Estadísticas de la DDH
- 1 de cada 1.000 recién nacidos presenta caderas inestables.
- Afecta a las niñas en proporción 9:1 respecto a los niños.
- El 60% de los casos ocurre en primogénitos.
- El 20% de los pacientes con DDH estaban en posición podálica.
Información esencial para bebés con displasia de cadera
Aunque la tecnología médica ha avanzado, la DDH puede ser difícil de detectar al nacer y manifestarse después. Si nota irregularidades en las piernas o caderas de su bebé, consulte inmediatamente a su pediatra para un examen.
Diagnóstico de la DDH
Los pediatras utilizan pruebas clínicas y de imagen para una detección precoz.
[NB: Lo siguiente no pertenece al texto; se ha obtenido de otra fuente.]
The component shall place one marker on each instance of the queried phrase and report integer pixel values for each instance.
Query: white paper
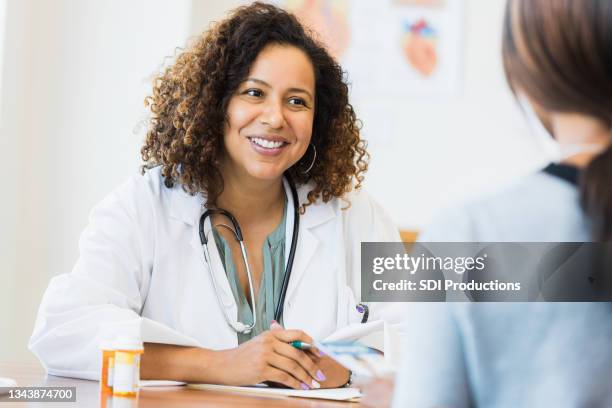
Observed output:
(7, 382)
(355, 331)
(155, 332)
(160, 383)
(337, 394)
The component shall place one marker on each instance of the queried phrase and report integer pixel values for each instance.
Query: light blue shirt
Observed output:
(271, 280)
(510, 354)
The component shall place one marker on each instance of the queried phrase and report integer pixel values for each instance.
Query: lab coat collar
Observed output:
(188, 208)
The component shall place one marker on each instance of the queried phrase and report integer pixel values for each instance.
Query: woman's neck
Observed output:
(248, 198)
(584, 135)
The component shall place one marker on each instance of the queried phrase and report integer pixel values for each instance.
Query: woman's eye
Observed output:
(253, 92)
(297, 101)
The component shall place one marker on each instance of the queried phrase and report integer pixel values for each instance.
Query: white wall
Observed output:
(447, 151)
(73, 98)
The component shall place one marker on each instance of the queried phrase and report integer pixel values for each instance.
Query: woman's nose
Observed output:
(272, 114)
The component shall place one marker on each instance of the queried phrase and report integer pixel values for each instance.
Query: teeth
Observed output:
(268, 144)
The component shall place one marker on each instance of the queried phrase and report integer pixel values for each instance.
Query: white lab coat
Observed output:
(141, 272)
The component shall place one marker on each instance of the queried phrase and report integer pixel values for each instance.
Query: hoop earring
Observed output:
(314, 158)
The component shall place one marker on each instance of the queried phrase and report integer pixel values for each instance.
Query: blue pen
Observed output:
(302, 345)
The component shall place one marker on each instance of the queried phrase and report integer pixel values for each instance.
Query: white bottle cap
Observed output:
(107, 345)
(128, 343)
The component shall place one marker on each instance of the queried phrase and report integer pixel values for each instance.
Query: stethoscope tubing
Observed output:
(239, 326)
Las más comunes incluyen:
- Prueba de Barlow: Intento suave de dislocar la cabeza femoral.
- Prueba de Ortolani: En bebés de 1-2 meses, reposiciona la cadera inestable.
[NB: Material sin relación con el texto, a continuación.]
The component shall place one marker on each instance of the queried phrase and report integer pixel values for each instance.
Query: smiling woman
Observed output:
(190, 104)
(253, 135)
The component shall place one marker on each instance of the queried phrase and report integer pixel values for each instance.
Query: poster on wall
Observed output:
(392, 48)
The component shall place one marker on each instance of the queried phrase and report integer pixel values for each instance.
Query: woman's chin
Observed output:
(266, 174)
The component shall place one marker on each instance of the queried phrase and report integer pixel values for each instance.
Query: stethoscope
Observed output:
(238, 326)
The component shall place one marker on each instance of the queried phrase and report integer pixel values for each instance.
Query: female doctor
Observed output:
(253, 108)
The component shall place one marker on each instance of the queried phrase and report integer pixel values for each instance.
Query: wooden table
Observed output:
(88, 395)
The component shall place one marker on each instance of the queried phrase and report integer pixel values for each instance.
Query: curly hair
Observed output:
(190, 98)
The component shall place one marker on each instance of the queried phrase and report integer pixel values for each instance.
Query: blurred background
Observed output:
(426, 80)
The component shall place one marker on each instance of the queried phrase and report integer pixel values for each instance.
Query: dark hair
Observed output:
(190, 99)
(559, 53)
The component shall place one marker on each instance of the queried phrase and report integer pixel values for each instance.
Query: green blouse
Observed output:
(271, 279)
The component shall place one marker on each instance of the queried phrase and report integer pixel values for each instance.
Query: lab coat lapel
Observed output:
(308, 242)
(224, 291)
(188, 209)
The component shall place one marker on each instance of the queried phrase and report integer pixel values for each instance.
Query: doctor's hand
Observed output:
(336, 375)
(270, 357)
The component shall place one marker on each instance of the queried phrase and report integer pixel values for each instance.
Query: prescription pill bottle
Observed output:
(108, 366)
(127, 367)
- Inspección de pliegues inguinales simétricos.
- Diferencias en longitud de piernas o altura de rodillas.
- Ecografía o rayos X para confirmación.
Tratamientos para la DDH
Neonatos: Diagnóstico temprano permite usar arneses como el de Pavlik o férulas de Frejka para mantener la posición correcta y promover el desarrollo acetabular.
1-6 meses: Para dislocaciones, el arnés de Pavlik repositiona la cabeza femoral con un 95% de éxito. En casos graves, reducción cerrada bajo anestesia.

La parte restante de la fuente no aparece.